NASA satellite tastes atoms away from the solar system

NASA's Interstellar Boundary Explorer, the centerpiece of a $169 million mission map the boundary of the sun's influence, has detected atoms from interstellar space streaming by Earth, finding the material is dissimilar from the chemical make-up of the solar system, scientists announced Tuesday.

The data recommend the area of interstellar space just outside the solar system may be deficient in oxygen compared to its abundance inside the heliosphere, a teardrop-shaped bubble blown out by the energy from the solar wind. The heliosphere's bubble is compressed ahead of the sun's motion like a bow shock in front of a ship, while it stretches behind the solar system similar to a boat's wake.

The heliosphere blocks most hazardous cosmic radiation from reaching Earth.

Researchers published their results in the Astrophysics Journal on Jan. 31. IBEX found 74 oxygen atoms for every 20 neon atoms in the interstellar material, compared with 111 oxygen atoms for every 20 neon atoms within the solar system.

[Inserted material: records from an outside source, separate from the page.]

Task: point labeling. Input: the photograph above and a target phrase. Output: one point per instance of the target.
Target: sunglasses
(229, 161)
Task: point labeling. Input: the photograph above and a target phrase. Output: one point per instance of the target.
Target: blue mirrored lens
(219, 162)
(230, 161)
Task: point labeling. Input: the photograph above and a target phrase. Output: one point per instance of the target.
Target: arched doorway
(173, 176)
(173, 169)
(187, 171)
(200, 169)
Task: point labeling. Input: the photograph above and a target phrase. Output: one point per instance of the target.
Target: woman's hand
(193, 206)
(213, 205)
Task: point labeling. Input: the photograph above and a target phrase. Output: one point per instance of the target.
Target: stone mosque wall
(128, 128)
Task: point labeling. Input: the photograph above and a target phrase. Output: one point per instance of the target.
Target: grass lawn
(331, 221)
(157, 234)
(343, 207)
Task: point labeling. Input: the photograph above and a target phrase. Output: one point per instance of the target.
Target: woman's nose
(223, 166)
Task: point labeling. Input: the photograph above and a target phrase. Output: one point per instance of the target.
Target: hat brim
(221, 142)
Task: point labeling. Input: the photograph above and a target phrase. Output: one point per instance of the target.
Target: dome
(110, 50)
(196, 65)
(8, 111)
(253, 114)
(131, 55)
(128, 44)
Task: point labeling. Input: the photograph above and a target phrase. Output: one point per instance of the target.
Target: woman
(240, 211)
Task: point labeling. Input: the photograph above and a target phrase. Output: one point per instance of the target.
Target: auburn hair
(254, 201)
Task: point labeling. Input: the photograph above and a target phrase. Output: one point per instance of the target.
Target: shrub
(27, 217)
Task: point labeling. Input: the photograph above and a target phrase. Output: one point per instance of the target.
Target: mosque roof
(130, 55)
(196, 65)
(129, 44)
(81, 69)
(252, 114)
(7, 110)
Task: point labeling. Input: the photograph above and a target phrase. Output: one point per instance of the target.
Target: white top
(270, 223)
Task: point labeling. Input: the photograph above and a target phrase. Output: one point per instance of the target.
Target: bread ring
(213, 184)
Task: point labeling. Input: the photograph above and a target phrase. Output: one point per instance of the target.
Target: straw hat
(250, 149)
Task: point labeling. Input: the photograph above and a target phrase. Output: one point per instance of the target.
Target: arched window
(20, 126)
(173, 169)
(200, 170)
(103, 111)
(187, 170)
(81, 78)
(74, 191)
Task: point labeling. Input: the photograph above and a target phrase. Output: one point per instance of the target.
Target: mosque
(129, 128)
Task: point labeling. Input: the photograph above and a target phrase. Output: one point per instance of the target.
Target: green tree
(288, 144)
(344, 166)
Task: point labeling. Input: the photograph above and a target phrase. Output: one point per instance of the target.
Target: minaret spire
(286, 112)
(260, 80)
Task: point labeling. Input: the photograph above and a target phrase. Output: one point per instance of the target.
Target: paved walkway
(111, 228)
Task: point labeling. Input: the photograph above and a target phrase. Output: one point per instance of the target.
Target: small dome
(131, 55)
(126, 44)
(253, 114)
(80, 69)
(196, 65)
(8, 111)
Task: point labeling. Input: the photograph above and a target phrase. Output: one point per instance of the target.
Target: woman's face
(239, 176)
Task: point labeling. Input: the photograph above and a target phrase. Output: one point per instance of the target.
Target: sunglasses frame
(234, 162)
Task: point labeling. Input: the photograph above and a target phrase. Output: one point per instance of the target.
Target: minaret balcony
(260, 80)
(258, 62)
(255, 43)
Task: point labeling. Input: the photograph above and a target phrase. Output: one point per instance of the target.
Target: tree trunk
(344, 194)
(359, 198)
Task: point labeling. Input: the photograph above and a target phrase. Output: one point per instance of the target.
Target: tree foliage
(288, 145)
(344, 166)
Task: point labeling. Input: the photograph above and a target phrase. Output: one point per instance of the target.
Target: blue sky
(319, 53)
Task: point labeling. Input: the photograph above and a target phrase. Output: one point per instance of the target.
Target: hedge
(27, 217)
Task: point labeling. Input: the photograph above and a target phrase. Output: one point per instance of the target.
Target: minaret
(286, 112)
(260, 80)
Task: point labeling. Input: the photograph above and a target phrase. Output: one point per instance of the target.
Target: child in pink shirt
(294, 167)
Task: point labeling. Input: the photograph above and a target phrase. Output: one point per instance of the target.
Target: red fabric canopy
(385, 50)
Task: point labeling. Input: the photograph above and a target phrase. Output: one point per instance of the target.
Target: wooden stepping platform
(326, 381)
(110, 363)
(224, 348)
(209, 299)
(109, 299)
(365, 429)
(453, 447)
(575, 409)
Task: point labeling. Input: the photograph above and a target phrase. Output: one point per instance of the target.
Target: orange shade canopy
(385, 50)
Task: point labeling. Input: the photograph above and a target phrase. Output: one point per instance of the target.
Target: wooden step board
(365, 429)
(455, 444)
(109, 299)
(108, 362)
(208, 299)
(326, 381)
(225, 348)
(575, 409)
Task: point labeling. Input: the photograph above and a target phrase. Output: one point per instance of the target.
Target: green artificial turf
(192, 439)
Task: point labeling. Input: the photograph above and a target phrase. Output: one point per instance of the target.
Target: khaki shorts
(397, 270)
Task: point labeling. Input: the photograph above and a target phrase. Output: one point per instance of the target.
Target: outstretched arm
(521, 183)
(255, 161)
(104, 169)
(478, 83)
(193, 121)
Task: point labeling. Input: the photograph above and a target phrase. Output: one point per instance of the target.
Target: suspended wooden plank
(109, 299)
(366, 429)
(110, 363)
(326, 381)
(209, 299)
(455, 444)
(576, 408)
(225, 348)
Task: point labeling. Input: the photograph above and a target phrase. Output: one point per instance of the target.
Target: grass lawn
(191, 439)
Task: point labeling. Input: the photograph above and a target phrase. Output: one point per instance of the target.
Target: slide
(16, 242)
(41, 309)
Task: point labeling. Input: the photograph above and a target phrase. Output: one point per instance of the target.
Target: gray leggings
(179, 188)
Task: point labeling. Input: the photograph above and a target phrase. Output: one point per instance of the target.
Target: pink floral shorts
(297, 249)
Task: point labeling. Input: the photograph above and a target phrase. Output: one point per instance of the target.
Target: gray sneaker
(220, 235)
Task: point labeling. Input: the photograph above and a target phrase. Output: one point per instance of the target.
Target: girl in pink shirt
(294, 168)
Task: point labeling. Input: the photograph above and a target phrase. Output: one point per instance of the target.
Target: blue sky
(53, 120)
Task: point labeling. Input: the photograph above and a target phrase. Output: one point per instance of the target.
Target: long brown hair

IBEX, launched in October 2008, uses two instruments to identify energetic neutral atoms as they strike the spacecraft. If the imagers are facing the right direction when the particle meets the satellite, the atom registers and the instrument can distinguish its elemental composition.

IBEX is in an orbit stretching 200,000 miles from Earth, placing the craft outside of the planet's magnetic field, a constraint to detect energetic particles streaming in from the outer heliosphere and interstellar space.